Dataroots, a Talan company, and Talan supports organisations in building secure, interoperable, and trusted agentic systems — enabling them to fully harness the potential of autonomous, intelligent agents.
From AI Origins to Agents
AI Origins
Artificial Intelligence (AI) originally meant “anything that resembles human thinking”. Machine Learning (ML) focuses on finding data-driven statistical patterns. Generative AI (GenAI) technically means “AI that generates ‘something’”, and dates back at least as far as 2014 with Generative Adversarial Networks [1], popularly used to generate images. Large Language Models (LLMs) refer to models that can predict the next word in a sentence, after having analyzed massive datasets from the internet [2], significantly boosting the popularity of Generative AI.
The LLM architecture was first published in 2017 [3], but really “exploded” with the release of ChatGPT, in 2022 [4], bringing a simple interface to consumers around the world. Nowadays, the term “AI” is often (imprecisely) used as a synonym for Generative AI. For the remainder of this article, “AI” will be used interchangeably to GenAI (and specifically LLMs), unless otherwise specified. Definitions are important.
Generative AI
In the years since the release of ChatGPT, GenAI has been rapidly evolving. We can generally split LLMs into “regular/baseline” and “reasoning/thinking” models. Baseline models answer directly. Reasoning models may generate intermediate “scratchpad” steps (often hidden, sometimes referred to as “chain-of-thought" or “self-reflection") and use them to refine the final answer - akin to thinking out loud. Empirical results showed that reasoning models produce better results when it comes to reducing hallucinations [5].
Something as simple as counting the “R”s in “strawberry” may be a challenge for baseline models and better suited for reasoning ones [6]. On the other hand, you may observe that reasoning models are biased towards complex solutions, which prove unsuitable for simple tasks. In other words, reasoning models often “overthink” - even when counting letters correctly [7]. Selecting the right model for the right task becomes an increasingly important.
![Simple schematic of DeepSeek-R1 “Thinking” [8]](https://cellar-c2.services.clever-cloud.com/static.talan.com/s3fs-public/inline-images/1_1.png)
Some argue that the emergence of reasoning models is a clear signal that the capabilities of LLM architectures are reaching their full “intelligence” potential [9]. Whether through empirical results or subjective feeling, the pace of improvement as each model is released seems to slow down. And reasoning models were a result of looking for alternatives to the lack of fresh training data available. Nonetheless, models continue to advance.
LLMs continue to evolve in terms of capabilities. One pattern is to conform the output of the LLMs to a structured format. For example, to the question “which of my orders were not delivered on time?”, one would probably expect a list of delayed orders, where each item includes the seller, the product, quantity, ordered date and delivered date. While somewhat obvious, LLMs may struggle with this question, as they were designed to predict the next words and characters. That's where structured outputs come in. In practice, models predict the next characters as raw text, and then we use different tools to parse this text and see if it corresponds to format that we expect (in other words, we validate the output) [10]. This provides strong guarantees that the outcome corresponds to what we expect – that is, “dates” are actual dates (in the past), that “quantity” is an actual number, and so forth.

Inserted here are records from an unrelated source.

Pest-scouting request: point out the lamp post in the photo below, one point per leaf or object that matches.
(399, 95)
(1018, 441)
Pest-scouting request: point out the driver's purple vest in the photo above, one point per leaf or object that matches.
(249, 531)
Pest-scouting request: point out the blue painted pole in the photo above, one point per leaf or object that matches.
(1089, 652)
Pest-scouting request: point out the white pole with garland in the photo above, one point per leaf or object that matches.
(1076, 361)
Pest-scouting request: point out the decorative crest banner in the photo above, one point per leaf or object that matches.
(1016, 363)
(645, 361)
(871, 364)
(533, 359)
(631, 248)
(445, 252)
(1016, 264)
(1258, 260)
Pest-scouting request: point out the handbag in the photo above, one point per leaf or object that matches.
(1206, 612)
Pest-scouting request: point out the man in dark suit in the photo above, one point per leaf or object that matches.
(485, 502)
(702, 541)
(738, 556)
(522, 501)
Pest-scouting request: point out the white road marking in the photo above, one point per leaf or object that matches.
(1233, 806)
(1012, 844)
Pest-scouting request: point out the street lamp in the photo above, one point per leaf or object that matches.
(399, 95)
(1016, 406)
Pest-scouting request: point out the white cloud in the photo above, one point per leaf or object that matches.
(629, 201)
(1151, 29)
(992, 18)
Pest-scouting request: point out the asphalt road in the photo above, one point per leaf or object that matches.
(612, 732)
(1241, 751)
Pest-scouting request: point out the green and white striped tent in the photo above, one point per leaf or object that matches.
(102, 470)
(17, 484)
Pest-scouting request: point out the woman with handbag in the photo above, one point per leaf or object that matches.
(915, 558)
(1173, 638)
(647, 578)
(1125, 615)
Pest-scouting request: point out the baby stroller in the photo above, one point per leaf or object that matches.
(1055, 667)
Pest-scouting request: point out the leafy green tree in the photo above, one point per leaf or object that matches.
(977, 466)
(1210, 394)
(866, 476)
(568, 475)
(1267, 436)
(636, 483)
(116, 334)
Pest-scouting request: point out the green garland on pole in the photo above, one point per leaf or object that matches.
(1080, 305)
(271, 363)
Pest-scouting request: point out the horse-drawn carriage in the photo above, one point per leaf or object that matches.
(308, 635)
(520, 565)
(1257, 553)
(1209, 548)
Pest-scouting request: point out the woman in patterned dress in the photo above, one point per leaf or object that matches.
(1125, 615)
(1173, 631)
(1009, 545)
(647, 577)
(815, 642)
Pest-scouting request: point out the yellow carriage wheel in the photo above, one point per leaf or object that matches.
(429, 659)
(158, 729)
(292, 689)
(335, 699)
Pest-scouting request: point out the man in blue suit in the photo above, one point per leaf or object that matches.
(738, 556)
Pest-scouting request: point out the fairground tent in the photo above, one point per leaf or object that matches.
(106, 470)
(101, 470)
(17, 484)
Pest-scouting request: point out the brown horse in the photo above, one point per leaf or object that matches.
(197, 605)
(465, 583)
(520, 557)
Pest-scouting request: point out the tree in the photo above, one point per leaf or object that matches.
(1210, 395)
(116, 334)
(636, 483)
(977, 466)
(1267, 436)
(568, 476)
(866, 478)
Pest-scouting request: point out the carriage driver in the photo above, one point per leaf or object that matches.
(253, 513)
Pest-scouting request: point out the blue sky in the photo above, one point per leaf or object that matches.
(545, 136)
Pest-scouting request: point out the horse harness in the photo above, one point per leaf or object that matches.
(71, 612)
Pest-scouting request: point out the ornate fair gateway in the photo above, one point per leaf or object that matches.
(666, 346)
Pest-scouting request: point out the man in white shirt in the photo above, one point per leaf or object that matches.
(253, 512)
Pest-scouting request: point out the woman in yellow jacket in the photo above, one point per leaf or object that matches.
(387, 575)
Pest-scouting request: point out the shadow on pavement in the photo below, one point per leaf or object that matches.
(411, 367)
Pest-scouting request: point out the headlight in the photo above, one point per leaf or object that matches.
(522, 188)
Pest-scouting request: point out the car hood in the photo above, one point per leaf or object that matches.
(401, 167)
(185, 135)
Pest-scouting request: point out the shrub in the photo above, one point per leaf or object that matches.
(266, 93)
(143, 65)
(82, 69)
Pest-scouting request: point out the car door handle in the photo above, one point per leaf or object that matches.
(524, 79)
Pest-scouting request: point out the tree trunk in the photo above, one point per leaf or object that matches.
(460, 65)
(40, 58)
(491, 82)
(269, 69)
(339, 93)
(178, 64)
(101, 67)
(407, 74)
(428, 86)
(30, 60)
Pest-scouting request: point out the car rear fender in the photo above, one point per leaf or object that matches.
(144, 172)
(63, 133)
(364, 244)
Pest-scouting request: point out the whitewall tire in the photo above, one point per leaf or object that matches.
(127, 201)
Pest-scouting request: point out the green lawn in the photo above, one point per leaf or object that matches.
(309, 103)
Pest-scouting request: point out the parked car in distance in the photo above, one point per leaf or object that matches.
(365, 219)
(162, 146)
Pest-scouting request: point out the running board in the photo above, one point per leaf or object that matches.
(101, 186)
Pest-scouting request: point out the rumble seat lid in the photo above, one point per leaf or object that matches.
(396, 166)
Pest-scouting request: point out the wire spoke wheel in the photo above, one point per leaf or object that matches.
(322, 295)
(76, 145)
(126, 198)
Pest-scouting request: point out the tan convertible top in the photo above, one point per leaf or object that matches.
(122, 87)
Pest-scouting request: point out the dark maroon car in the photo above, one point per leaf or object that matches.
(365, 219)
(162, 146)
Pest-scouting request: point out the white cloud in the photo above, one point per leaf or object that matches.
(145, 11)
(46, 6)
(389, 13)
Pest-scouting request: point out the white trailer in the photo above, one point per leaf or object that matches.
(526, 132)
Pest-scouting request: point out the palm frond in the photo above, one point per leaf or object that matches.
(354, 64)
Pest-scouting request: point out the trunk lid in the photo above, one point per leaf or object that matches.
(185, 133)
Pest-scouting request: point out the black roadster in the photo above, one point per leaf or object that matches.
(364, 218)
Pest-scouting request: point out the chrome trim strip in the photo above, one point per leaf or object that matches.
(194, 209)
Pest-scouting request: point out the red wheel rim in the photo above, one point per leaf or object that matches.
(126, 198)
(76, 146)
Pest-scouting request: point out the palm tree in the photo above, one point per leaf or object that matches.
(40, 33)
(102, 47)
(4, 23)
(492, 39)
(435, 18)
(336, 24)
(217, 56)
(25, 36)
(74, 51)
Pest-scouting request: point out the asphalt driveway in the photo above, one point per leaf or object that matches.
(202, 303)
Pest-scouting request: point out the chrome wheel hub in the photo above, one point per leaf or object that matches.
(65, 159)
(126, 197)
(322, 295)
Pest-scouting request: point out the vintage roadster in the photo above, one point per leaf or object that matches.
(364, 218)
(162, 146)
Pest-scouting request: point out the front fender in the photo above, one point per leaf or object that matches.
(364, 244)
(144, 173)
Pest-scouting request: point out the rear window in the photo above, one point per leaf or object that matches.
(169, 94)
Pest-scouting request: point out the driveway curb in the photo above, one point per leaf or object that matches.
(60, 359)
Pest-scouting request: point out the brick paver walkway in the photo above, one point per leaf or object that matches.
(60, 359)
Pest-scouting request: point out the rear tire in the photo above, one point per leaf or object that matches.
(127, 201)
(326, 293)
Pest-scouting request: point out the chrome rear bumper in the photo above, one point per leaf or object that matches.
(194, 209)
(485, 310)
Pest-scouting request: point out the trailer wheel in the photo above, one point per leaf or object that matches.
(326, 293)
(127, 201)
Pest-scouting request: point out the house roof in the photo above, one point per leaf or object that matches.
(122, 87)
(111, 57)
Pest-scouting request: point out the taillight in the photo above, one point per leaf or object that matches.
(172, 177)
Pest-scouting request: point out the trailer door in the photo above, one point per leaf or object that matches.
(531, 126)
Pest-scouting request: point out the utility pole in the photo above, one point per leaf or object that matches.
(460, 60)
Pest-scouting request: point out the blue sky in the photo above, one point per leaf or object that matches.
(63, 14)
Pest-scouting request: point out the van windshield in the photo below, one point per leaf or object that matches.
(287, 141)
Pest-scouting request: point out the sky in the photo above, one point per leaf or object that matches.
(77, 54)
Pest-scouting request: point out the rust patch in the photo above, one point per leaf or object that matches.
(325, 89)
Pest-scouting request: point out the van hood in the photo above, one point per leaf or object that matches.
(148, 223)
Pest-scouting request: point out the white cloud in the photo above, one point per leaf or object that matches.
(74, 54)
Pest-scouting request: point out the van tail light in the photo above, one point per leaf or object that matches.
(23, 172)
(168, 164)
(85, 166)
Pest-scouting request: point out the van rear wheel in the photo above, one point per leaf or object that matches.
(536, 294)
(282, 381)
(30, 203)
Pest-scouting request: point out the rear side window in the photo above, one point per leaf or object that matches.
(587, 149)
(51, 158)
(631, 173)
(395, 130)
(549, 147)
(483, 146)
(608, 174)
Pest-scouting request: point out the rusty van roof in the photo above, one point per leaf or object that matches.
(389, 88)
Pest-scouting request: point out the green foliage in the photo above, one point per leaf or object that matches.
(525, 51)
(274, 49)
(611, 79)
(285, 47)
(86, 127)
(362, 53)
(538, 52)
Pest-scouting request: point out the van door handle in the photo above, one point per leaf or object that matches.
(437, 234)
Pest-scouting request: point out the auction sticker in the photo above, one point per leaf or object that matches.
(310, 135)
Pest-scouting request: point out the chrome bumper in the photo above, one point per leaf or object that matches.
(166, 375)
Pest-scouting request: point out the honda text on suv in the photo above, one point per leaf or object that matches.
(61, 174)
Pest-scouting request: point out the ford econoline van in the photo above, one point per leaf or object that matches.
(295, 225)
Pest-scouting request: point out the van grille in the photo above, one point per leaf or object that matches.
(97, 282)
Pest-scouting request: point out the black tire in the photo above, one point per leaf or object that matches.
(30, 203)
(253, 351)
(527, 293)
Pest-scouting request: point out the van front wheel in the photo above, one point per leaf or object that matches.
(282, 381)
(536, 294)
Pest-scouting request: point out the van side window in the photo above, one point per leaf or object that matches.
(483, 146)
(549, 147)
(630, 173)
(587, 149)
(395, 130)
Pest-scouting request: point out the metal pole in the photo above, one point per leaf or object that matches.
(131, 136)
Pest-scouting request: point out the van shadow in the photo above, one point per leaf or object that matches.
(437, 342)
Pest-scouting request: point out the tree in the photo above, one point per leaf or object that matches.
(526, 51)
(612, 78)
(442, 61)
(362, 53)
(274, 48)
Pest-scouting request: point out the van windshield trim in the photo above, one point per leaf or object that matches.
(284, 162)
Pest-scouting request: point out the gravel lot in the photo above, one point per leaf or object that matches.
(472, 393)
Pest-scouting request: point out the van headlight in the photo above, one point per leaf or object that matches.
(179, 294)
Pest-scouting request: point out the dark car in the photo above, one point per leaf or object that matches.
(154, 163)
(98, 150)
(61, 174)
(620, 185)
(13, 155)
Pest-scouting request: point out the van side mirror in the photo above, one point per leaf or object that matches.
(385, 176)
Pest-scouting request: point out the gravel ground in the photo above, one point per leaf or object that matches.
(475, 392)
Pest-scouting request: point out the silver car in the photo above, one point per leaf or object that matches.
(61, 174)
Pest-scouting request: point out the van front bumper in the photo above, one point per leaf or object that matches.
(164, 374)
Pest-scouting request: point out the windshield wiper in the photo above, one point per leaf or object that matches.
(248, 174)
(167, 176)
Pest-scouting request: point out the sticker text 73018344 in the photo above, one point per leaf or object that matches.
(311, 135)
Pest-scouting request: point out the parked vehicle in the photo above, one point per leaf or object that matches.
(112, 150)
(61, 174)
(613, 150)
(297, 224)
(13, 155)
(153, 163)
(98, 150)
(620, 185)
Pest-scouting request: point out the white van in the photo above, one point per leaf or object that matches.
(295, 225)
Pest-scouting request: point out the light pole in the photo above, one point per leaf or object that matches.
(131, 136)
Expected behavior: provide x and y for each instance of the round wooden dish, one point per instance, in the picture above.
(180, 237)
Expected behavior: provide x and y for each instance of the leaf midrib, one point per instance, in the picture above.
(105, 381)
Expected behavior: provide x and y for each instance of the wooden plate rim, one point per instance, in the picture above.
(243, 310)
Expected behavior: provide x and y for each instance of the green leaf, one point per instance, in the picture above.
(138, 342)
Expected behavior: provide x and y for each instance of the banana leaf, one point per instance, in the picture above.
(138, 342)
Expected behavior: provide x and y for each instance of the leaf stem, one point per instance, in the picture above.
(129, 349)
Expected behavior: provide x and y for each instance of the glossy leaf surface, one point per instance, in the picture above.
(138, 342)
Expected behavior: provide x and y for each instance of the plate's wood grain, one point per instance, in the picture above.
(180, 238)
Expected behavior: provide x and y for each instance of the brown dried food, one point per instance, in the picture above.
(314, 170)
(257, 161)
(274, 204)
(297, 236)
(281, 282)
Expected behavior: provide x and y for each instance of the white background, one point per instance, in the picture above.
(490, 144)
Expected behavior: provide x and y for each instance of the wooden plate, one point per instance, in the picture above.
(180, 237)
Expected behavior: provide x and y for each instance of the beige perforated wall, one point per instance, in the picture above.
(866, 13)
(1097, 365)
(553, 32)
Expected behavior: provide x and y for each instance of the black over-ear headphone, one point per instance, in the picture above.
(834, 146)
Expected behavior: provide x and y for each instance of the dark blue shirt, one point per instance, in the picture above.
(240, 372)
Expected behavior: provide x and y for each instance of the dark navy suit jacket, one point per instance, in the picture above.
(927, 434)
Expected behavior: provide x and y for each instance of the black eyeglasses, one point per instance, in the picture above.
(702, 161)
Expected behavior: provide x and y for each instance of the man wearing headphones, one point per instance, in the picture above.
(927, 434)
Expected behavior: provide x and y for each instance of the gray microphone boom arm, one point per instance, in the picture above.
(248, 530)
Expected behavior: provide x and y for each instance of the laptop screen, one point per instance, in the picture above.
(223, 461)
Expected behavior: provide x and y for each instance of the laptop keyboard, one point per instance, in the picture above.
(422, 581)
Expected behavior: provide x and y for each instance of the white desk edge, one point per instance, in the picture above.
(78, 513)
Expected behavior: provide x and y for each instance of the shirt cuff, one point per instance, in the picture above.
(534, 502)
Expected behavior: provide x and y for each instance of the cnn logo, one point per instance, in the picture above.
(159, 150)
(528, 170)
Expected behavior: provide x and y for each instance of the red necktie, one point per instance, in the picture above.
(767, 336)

LLMs can also “call tools” - arbitrary code that is provided by the developer (via Python functions or in another programming language). In practice, when you ask a question, you may also provide a list of functions that are available to the model. Each function should be descriptive on what it does, what it expects as an input and what it returns as an output. With that the model can “decide” to request tool calls to the user depending on the conversation context.

The developer executes the function calls and returns the results back (together with the conversation history). The question “what’s the weather in Paris?” would likely trigger the request “get_weather(‘Paris’)”. Interestingly, if we had asked “is it warmer in Brussels than in Paris?”, the model would (probably) “plan” two different function calls in parallel: “get_weather(‘Paris’)” and “get_weather(‘Brussels’)”. More than that, with the question “what’s the weather in the capital of France?” (with an additional “get_capital” function), the model would “know” to first request “get_capital(‘France’)” and later use the newly found information (Paris) to request “get_weather(‘Paris’)”. Simple pattern, but big implications: the model can plan, parallelize, and chain tool calls to solve complex tasks.
Agentic AI
With these functionalities, we have the foundation of Agentic AI. There are many different ways to define Agentic AI, but it can be generally referred to systems designed to operate autonomously, making decisions and taking actions to achieve a specific goal without constant human intervention. These systems often employ autonomy (agency), planning, reasoning, and learning capabilities to adapt to new situations and improve their performance over time.
Most of these properties are emergent of today’s LLMs (“natural” traits we observe as models scale in size). Meaning that given the right context (conversation history, prompts and tools) models already demonstrate many of these properties. From a developer point of view, the main difference is that Agentic systems do not have well defined end states. Agents are built by allowing LLMs to operate in an environment in a loop, with access to different tools, and allowing the system itself to determine when the task has been completed. In other words, “agents are models using tools in a loop” [12].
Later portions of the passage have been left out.